Of course, we can point out everything that’s wrong, everything we know by heart and best about this group, everything that smacks of rehash, repetition and self-parody, Flea’s eternally bouncing bass, annoying edge-rap phrases and , all too often, meaningless lyrics from Kiedis. Mais on peut aussi choisir de se réjouir que le quatuor soit encore sur pied, qu’il se contente de faire du Red Hot sans chercher à coller à l’air du temps et surtout que cet album transpire tout du long le bonheur simple d’ be together.
“We were very grateful to have the opportunity to be together again.“, say Anthony Kiedis, Flea, Chad Smith and John Frusciante in the press kit.”We’re like new, like a new band“, confirms John Frusciante in an interview with NME. “I put in a lot less of my ego than before and I think that was the case for everyone. It wasn’t so much a competition as a desire to give ourselves to others and to be excited to hear what others brought.“, adds the guitarist, for which”this record represents our love and faith for each other.“
In this long album of 70 minutes and 17 songs there is good and expendable elastic funk rock as they know how to do it so well, as in the jumps aquatic mouth dance and its metals in which Anthony Kiedis recalls the early years of the group, or in poster childin which the singer enumerates his first musical loves, from Melle Mel to Richard Hell, from Adam Ant to Parliament, going through the Ramones and Led Zeppelin.

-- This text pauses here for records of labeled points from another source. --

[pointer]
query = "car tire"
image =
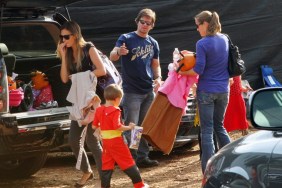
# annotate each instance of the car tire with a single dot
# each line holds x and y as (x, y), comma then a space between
(22, 168)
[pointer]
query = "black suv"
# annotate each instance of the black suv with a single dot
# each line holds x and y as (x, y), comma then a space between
(29, 36)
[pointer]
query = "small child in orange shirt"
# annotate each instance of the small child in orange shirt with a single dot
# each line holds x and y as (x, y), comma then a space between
(107, 122)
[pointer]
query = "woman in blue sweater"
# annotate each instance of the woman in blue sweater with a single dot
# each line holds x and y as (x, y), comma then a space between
(212, 88)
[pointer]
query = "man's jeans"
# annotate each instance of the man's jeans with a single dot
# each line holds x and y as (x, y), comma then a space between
(135, 107)
(212, 108)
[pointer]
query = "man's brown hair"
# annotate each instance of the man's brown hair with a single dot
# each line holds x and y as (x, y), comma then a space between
(112, 92)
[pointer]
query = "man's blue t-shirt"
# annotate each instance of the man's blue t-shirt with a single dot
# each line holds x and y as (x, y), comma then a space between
(211, 64)
(136, 71)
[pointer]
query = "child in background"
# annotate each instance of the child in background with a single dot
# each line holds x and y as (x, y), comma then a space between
(107, 121)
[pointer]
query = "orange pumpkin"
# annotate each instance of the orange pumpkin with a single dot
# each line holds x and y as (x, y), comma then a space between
(187, 61)
(11, 83)
(39, 80)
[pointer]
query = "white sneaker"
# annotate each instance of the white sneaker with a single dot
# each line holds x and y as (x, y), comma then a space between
(146, 185)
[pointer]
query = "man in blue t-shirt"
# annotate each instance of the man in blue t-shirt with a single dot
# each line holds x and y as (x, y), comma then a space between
(141, 76)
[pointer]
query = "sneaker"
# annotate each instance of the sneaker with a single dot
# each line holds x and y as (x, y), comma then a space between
(147, 163)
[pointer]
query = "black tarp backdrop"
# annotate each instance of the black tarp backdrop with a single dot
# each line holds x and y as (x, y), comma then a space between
(254, 25)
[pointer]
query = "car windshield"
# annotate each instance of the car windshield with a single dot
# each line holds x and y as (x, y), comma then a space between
(30, 40)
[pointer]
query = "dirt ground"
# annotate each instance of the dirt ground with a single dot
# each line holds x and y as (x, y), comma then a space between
(180, 169)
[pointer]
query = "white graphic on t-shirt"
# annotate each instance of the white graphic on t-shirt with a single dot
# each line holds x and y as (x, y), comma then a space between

The album provides a reprieve with ballads sung by Kiedis (not thatIt’s only natural) and the softest guitar, with its liquid notes, without forgetting the closing acoustic title tangelo, a lullaby that will work wonders around campfires. There are also more fiery titles, like the proto-grunge These are the pathsand especially the two songs in which John Frusciante especially shines: the great apes and the heavy wingcrossed by impressive solos.
John Frusciante, as we said, makes his mark all the time, from little patterns to meaty riffs. But the magic touch of someone who has spent the last ten years experimenting with electronic music is probably not unrelated to the countless sound effects (hissing text messages, ringtones, sirens, among others) that animate this record under the surface.
In any case, the group did not suffer any break of inspiration in times of pandemic. Frusciante even trusts the NME that the sessions in Rick Rubin’s studio were so fruitful that some were left under the sole: “50 songs“would have been recorded in total, enough to consider releasing a second album pretty quickly whose energy would be”more relaxed and less intense“That this.
In the meantime, a lengthy stadium tour awaits them including two dates at the Stade de France on July 8 and 9, 2022. They will no doubt sneak in a handful of songs from unlimited love on his setlist of past hits. These hits that have not aged, are the only ones capable of making us look decades younger in the blink of an eye.
“Unlimited Love” by Red Hot Chili Peppers (Warner Records) was released on April 1 – The group’s tour begins in Europe on June 4 in Seville (Spain), and passes through the Stade de France on July 8 (full) and 9, 2022 (all dates here).